The Mana Party’s weekend AGM showed the fledging new movement to be evolving in important ways. It still has some real ideological problems – or perhaps strengths, depending on your point of view – because it’s not clear if it wants to be a leftwing or a Maori-oriented party, and it’s going to try and be both. But the party is also becoming a bit more dynamic as moves beyond being a one-man band. For example it is expanding its leadership base with the election of very strong joint vice presidents, John Minto and Annette Sykes, and the addition of potential candidates Sue Bradford and Willie Jackson. The involvement of Jackson, in particular, would be significant – if he chooses to run in the Auckland Maori seat of Tamaki Makaurau, the three-way race between him, Pita Sharples and Shane Jones would be one of the most intriguing of the general election. As well as this, Mana is now set to go head-to-head with the Maori Party in a battle to the death in all the Maori electorates. I spoke about this today on TV3’s Firstline programme (read here; watch here). The blog post elaborates on some of the points I made. [Read more below]
The Mana Party has until now been seen as a one-man band. The leader Hone Harawira has very much embodied the new party, which is both a strength and a weakness. Harawira certainly is a powerful figure, but for Mana to be based on just one MP – and a maverick one – can be a problem for a minor party, especially as the party isn’t entirely taken seriously as being anything more than a vanity vehicle for the personal ambitions of that leader.
Now, however, there’s some other strong individuals that are officially involved at the leadership level. The new joint vice-presidents, John Minto and Annette Sykes, are both heavyweight politicos with a long and solid experience in activist politics. They will be a useful counter to Harawira’s idiosyncrasies. Where, for example, Harawira is inclined to shoot off his mouth and react without really thinking, someone like John Minto is a much more considered, calm and cautious operator. Both Minto and Sykes are incredibly astute and smart people, and they’ll also be strong enough to ensure that the Mana Party isn’t just controlled by one person (Hone Harawira) – they’re not the sort of people to be easily pushed aside by a dominating personality. And this is a healthy thing in a political party.
And of course, Matt McCarten, has finally been confirmed as party president, which is also very significant. McCarten is really the brains and master strategist behind the party.
Alongside the new vice-presidents, it’s also been confirmed that Sue Bradford will also be an election candidate for Mana, and it’s looking increasingly likely that Willie Jackson will too. They’re both former MPs that will lend the party considerable parliamentary and extra-parliamentary experience.

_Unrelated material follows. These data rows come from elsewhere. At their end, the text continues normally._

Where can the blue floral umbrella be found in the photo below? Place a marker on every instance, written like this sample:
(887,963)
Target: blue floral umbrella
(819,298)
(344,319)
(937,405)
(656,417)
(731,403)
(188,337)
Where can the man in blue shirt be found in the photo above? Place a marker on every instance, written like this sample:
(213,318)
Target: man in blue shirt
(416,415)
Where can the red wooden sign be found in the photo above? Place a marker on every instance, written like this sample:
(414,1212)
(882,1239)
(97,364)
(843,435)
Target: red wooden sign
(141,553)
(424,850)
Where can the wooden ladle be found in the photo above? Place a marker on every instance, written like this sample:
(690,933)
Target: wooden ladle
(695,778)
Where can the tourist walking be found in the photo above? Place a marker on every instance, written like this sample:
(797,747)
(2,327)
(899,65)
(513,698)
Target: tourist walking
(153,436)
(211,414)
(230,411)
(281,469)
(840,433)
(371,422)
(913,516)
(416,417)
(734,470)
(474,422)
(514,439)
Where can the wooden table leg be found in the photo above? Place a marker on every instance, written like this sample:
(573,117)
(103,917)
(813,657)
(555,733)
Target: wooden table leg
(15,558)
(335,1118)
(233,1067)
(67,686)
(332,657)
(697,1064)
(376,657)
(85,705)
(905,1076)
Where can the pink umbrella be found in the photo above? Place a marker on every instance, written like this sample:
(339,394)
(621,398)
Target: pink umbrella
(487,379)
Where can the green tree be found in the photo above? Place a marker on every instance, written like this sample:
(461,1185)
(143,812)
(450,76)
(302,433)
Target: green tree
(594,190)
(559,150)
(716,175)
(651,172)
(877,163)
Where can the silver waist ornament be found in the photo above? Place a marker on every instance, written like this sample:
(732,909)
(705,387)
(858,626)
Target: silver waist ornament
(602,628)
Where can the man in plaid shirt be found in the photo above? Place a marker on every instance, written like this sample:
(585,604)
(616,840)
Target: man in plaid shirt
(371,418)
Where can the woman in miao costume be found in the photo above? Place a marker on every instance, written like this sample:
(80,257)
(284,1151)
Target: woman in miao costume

Bradford – the long-time beneficiaries rights advocate – is going to be the candidate up against Paula Bennett in Waitakere. This will be controversially on the political left, because the Labour Party are putting a great deal of effort in the campaign by Carmel Sepuloni to win that seat back of the Minister for Social Development. So there will be some fears that Bradford will split the vote and therefore give Paula Bennett an easy victory. However, it seems that Bradford will actually only be campaigning for the ‘party vote’ for Mana in the seat.
The Tamaki Makaurau seat is likely to be one of the most closely watched election contests this year – especially if Willie Jackson decides to contest it. Already the incumbent and Maori Party co-leader, Pita Sharples, is looking very vulnerable to losing it to Labour list MP Shane Jones, and now Willie Jackson is in the final stages of deciding whether to contest it for the Mana Party. If he does, it’d be an intriguing three-way race. Jackson has a very strong profile within Maoridom, and especially in South Auckland.
This all means that Mana has some very high profile and very polarising candidates that will represent the party in public. Minto, Sykes, Jackons and Bradford are heavyweight political activists that will be both loved and loathed throughout the country. And, in particular, many people really do loathe them. They’re all seen as incredibly radical and outside the mainstream. But this will work well for the Mana Party – which isn’t a mainstream and major party, but really just a niche and minor party. The party needs to have some big names like this that will attract media and public attention and help get the Mana’s message out. As Matt McCarten is inclined to say, when 90% of the public don’t like you, that means that 10% do – and it’s that 10% that Mana are focused on.
So it’s good to see that Mana isn’t playing the usual game of trying to select very ‘acceptable’ candidates that won’t offend. Too often the parliamentary parties try to ‘hard to please’ and end up with candidates that are so inoffensive they’re boring and bland.
A Maori party or a leftwing party?
There’s still a very strong ideological ambiguity about the Mana Party. It seems that it hasn’t made up its mind about whether it wants to be a niche Maori party or a leftwing one. Most of the public associate it as being a Maori party because it’s personified by the Maori nationalist radical Hone Harawira. But increasingly, with the involvement of a lot of leftwing radicals – especially John Minto, Matt McCarten and Sue Bradford – it really is looking more like a radical leftwing party. Jackson, however, despite his prior involvement as an Alliance MP, is really more of a maverick Maori nationalist and businessperson these days.
So once again this past weekend, we’ve seen Hone Harawira sounding more and more leftwing rather than like a Maori nationalist. His statements were all about the party standing for all the poor, and for the working class. And many of the policies he talked about were fairly solid leftwing ones.
One perspective on this is simply to look at the arithmetics of it all. There are only about 240,000 people on the Maori roll, whereas there’s another 2.5 million Pakeha on the general roll. So to find electoral success, the party needs to wider its catchment. They can’t do it on the basis of winning Maori votes alone.
The party seems to be focused on winning 3-4% of the party vote, and therefore yielding it about five MPs. If they can achieve that, then Mana will be a huge success and something quite significant in Parliament. Meanwhile, it’s more than just possible that it’s arch rival, the Maori Party will be reduced to a single seat in Parliament. Therefore by the end of the day on November 26 the Mana Party might well be seen as ‘the real Maori Party’.